Structure of proteins

The structure of the proteins is the composition in amino-acid and conformation in three dimensions of the Protéine S. It describes the position relative of different the Atome S which compose a given protein.

The Protéine S are Macromolécule S of the cell, of which they constitute the " box with outil" , enabling him to digest its food, to produce its energy, to manufacture its components, to move, etc They are composed of a linear sequence of amino-acid bound by peptide connections. This sequence has a three-dimensional organization (or folding up) which is clean for him. Sequence with folding up, there exist 4 levels of structuring of protein.

Primary structure

The primary Structure, or sequence, of a Protéine corresponds to the linear succession of the Amino-acid (or residues) constituting it. The proteins are thus polymeric amino-acids, connected to each other by peptide connections. The primary structure of a protein is the fruit of the translation of the ARNm in proteinic Séquence by the Ribosome. It is thanks to the genetic Code that genetic information (in the form of ARN) is translated into Amino-acid. Concretely, the primary structure is represented by a succession of 20 letters (code 1 letter) different correspondent with the 20 amino-acids.

Polarity, ends N and C-final

The primary sequence of a protein to a well defined direction or polarity. The first amino-acid of the sequence of protein is by convention that which has a free end amine, one speaks about N-final end or N-terminal. In a symmetrical way the last amino-acid is that which has a carboxylate end free, one speaks about C-terminal.

Example of a sequence of amino-acid, l'α-lactalbumine human: MRFFVPLFLVGILFPAILAKQFTKCELSQLLKDIDGYGGIALPELICTMFHTSGYDTQAI VENNESTEYGLFQISNKLWCKSSQVPQSRNICDISCDKFLDDDITDDIMCAKKILDIKGI DYWLAHKALCTEKLEQWLCEKL

There exist experimental methods of determination of the primary structure.

Secondary structure

The secondary Structure describes the local folding up of the principal chain of a protein. The existence of secondary structures comes owing to the fact that foldings up énergétiquement favorable of the peptide chain are limited and that only certain conformations are possible. Thus, a protein can be described by a sequence of amino-acids but also by a sequence of elements of secondary structure.

Moreover certain conformations are definitely favoured because stabilized by hydrogen bonds between the groupings Amide (- NH) and Carbonyle (- CO) of the peptide skeleton. There exist three principal categories of secondary structures according to the scaffolding of hydrogen bonds, and thus according to the folding up of the peptide connections: propellers, layers and elbows.

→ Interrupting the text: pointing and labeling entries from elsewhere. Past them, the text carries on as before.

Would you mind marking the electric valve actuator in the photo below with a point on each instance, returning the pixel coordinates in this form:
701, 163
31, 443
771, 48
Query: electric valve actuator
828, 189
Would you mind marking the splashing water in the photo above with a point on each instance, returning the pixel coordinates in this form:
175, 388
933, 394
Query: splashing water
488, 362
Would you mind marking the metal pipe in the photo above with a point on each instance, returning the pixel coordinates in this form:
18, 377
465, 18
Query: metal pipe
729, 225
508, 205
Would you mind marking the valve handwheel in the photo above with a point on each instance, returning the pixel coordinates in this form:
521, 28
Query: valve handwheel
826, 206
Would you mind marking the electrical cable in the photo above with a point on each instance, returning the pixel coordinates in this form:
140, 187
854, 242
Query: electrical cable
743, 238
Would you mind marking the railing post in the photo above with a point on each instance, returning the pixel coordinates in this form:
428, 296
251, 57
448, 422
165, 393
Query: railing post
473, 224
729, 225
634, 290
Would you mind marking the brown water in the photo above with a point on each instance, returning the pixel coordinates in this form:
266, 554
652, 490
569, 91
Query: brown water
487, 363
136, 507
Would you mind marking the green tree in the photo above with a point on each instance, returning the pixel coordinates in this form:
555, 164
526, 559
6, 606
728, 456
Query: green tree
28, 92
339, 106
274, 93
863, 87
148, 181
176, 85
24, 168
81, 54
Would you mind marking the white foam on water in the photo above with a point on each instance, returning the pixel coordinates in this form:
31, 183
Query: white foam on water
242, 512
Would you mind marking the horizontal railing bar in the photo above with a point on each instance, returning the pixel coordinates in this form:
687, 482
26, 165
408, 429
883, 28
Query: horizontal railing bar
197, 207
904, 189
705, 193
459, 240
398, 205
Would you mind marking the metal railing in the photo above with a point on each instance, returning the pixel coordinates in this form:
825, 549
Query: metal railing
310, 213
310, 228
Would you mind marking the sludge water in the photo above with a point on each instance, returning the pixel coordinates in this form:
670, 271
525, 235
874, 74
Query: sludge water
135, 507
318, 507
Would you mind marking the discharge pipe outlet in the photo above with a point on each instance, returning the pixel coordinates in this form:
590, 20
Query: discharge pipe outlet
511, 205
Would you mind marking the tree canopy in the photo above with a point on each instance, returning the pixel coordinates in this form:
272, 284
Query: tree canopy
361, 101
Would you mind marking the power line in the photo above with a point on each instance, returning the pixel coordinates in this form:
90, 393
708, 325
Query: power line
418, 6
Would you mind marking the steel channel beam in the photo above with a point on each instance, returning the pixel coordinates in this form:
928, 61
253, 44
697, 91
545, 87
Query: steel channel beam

There exist experimental methods to determine the secondary structure like the nuclear Magnetic resonance, circular dichroism or certain methods of infra-red spectroscopy.

Plane angles and secondary structure

The principal chain contains three covalent bonds per amino-acid. The peptide Connection being a plane connection, it remains two simple connections around whose rotation is possible. One can thus determine the conformation of the skeleton of an amino-acid starting from two plane angles, φ and ψ.

the plane angle φ is defined by the four successive atoms of the skeleton: Co-NH-Cα-CO, the first Carbonyl being that of the preceding residue.
the plane angle ψ is defined by the four successive atoms of the skeleton: NH-Cα-CO-NH, the second Amide being that of the following residue.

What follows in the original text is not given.